Taking the total differential with respect to pollution $$x$$:

$$\dfrac{d\Pi_f}{dx}=\dfrac{\partial \Pi_f}{\partial f}\dfrac{df}{dx}+\dfrac{\partial \Pi_f}{\partial x}=\bigg(p_f-\dfrac{\partial c_f(f,x)}{\partial f}\bigg)\dfrac{df}{dx}-\dfrac{\partial c_f(f,x)}{\partial x}\qquad(2)$$

$$\dfrac{d\Pi_f}{dx}=p_f\frac{df}{dx}-\dfrac{\partial c_f(f,x)}{\partial f}\dfrac{df}{dx}-\dfrac{\partial c_f(f,x)}{\partial x}\qquad (3)$$

Within the right hand side of (3), the third component is the direct effect of a change in pollution on cost (which is what Varian's 34.3 shows). The other two components are indirect effects of a change in pollution through their effect in changing the profit-maximising volume of fish production $$f$$. That there must be such an effect can be inferred from the profit-maximising condition for the fishery (cf Varian p 651):

$$p_f=\dfrac{dc_f(f,x)}{df}\qquad(4)$$

Here $$p_f$$ is fixed, so on varying $$x$$ the only way to maintain equality is to vary $$f$$. The first component on the right hand side of (3) is the indirect effect of a change in $$x$$, via $$f$$, on revenue, and the second component is the indirect effect on cost.

If the intersection of the lines in Varian's diagram is to determine the Pareto-optimal quantity of pollution, then the $$MC_f$$ line should be interpreted as in (3) above.

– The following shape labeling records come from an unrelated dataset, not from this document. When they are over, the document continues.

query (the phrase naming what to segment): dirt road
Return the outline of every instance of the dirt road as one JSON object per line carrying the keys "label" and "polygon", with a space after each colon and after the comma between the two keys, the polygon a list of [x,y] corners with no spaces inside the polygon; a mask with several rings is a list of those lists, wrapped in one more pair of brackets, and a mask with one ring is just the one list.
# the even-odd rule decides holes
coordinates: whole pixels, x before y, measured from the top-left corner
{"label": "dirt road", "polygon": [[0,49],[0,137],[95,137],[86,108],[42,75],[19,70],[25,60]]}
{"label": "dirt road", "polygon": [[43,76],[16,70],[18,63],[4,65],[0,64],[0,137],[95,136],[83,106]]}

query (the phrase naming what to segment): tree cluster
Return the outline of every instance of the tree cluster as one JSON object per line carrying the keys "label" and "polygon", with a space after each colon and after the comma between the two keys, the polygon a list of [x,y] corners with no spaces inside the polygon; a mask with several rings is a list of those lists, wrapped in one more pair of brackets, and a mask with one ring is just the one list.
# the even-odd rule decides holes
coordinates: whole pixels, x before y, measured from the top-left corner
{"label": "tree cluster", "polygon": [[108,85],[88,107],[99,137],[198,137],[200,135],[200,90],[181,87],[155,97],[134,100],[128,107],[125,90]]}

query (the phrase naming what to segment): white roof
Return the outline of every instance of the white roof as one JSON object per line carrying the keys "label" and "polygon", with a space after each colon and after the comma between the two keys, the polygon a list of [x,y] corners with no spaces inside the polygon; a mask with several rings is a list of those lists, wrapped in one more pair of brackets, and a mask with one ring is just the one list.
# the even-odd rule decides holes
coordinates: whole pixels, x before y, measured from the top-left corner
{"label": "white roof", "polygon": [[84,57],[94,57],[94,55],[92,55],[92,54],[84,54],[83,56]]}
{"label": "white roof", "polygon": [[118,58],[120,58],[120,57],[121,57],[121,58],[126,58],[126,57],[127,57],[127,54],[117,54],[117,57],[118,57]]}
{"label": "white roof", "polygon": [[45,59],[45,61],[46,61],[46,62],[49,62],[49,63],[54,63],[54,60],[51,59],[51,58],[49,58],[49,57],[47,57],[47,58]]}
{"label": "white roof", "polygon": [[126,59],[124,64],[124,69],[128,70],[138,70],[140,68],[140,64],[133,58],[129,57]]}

• Genuinely appreciate for the answer
– LJNG
Oct 18, 2021 at 20:46
• @Adam Bailey I wonder why you did not substitute (3) into (4) to get $d\Pi_f/dx=-\partial c_f/\partial x$. The marginal change in the fishery's profit from a marginal increase in pollution is equal to the the direct effect on profit (i.e. just the negative of the increase in costs) from a marginal increase in pollution (this follows from the envelope theorem).
– smcc
Aug 16 at 15:16

You are both right. Varian doesn't include the $$f$$-argument in his $$MC_f$$ function, so his graph is correct if that function is your red one. Note that he nowhere claims that his $$MC_f$$ function shows the one of the fishery before integration.